The Global Soy Derivatives Market

The existence of quotations for soy derivatives both on the Chicago Exchange and on the DCE (Dalian Commodity Exchange) allows verification of the existence of a global market for soy derivative prices.
The issue is not trivial because at the physical level the soy market is strongly regionalized due to the tariff barriers that China has imposed on imports from the United States.
Below are comparisons of U.S. financial prices and Chinese financial prices for soybean oil and soybean meal[1].

Comparison of Financial Prices of Soy Derivatives Quoted on the CME and DCE
Comparison of Financial Prices of Soy Derivatives Quoted on the CME and DCE

The graph highlights a strong correlation between the financial prices of soy derivatives. However, two important characteristics emerge among the correlations of soy derivatives:

  • Soybean oil prices are more correlated than soybean meal prices.
  • The correlations between financial prices of derivatives quoted on the two different exchanges have decreased in recent years. For soy oils, the correlation between the two financial prices between January 2002 and January 2022 is 0.97, while the correlation from January 2022 to date is 0.65. For soybean meal, the correlation changes from 0.84 to 0.41, again from January 2022.
This latter aspect related to the greater difference between the financial prices of the two exchanges could be linked to the trade war between the United States and China initiated in 2018. This trade war has introduced several tariffs imposed reciprocally on various goods and services. Tariffs on soy, in particular, have been seen as a strategic move by China to target an important sector for the U.S. economy, as the United States is one of the largest producers and exporters of soybeans in the world, and China is the largest importer.

Impact of the Global Soy Financial Market on European Physical Prices

The presence of a global financial market for soy prices, in addition to influencing the prices of various financial exchanges, can heavily impact the dynamics of physical prices. In the case of soy, in fact, financial prices quoted on various exchanges anticipate the dynamics of physical prices recorded at European customs. It may therefore be useful to study how strong the impact of financial prices is on their respective physical prices.
Below is a table showing the estimated elasticity coefficients between European customs prices for soy and their respective financial prices quoted on the Chicago Mercantile Exchange.

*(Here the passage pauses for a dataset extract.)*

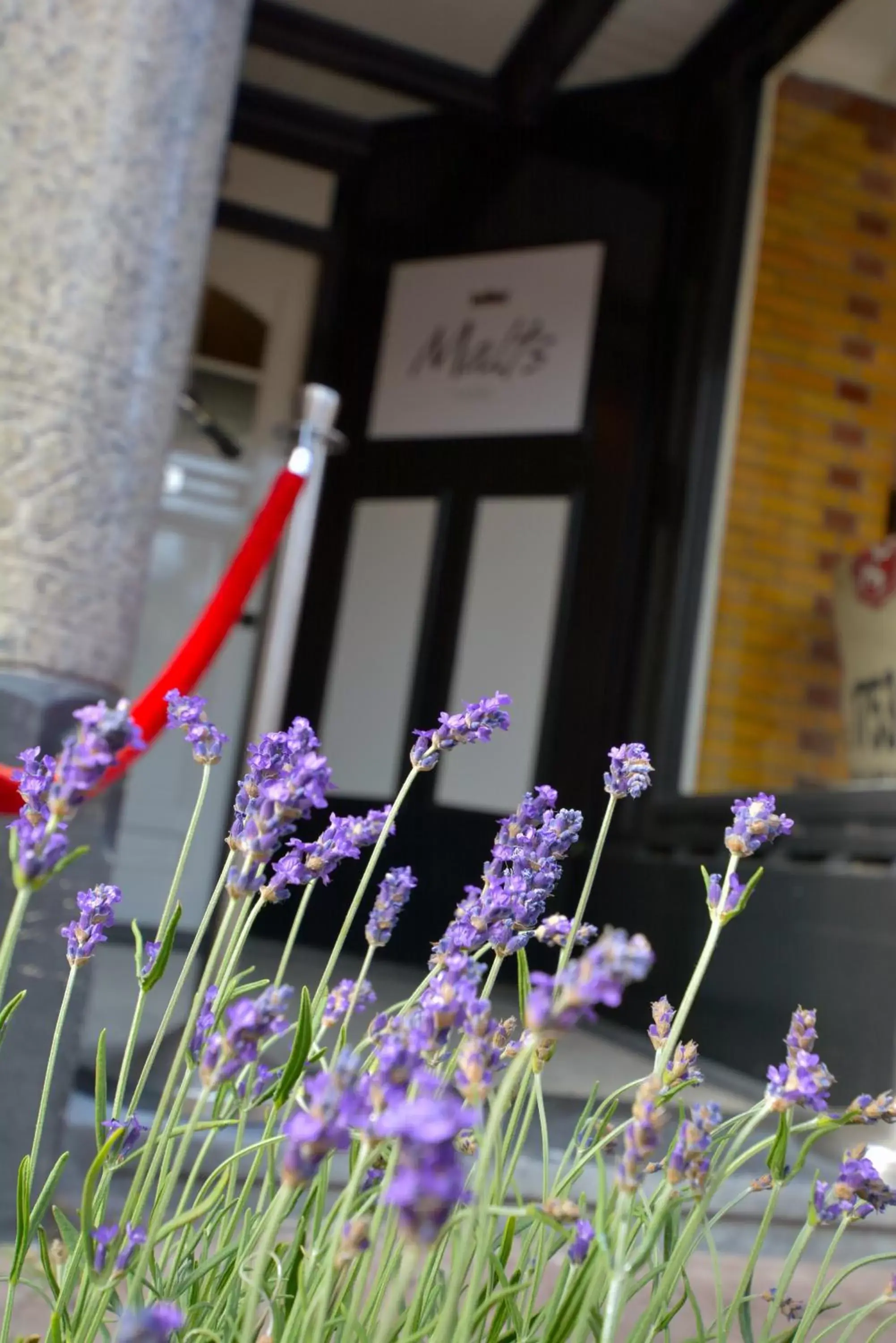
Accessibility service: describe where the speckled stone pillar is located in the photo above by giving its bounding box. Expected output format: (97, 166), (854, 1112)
(0, 0), (247, 1234)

Soy Market: Elasticity between European Customs Prices and U.S. Financial Prices

Soy PricesElasticity between Physical and Financial Prices
Soybeans0.93
Soybean Meal0.84
Soybean Oil0.89

 

The above elasticities are the results of 3 different long-term regressions where European customs prices for soy were regressed against their respective financial prices quoted on the CME.
From the results of the 3 regression models, it emerged that soy financial prices are excellent explanatory variables to explain the trends of their respective European customs prices. The above reported elasticities are all significant and are characterized by values very close to unity, meaning that the variation in financial prices is almost entirely transmitted to physical prices. In particular, a 10% change in soybean financial prices results in a positive change in European soybean customs prices of approximately 9.3%.
Therefore, it becomes important to follow the trends of soy financial prices to accurately anticipate the future dynamics of European physical prices in the soy market.

Conclusions

From the regression analysis between soybean oil prices and soybean seed prices, a clear direction of causality did not emerge.
The soybean financial market has proven to be a global market, although in the recent historical period the correlation between prices quoted on different exchanges has decreased. The elasticity between European customs prices and financial prices is very high, with financial prices tending to anticipate the dynamics of European customs prices.


[1] Soybean seed prices are not included in the graph as they are not quoted on the Dalian Commodity Exchange.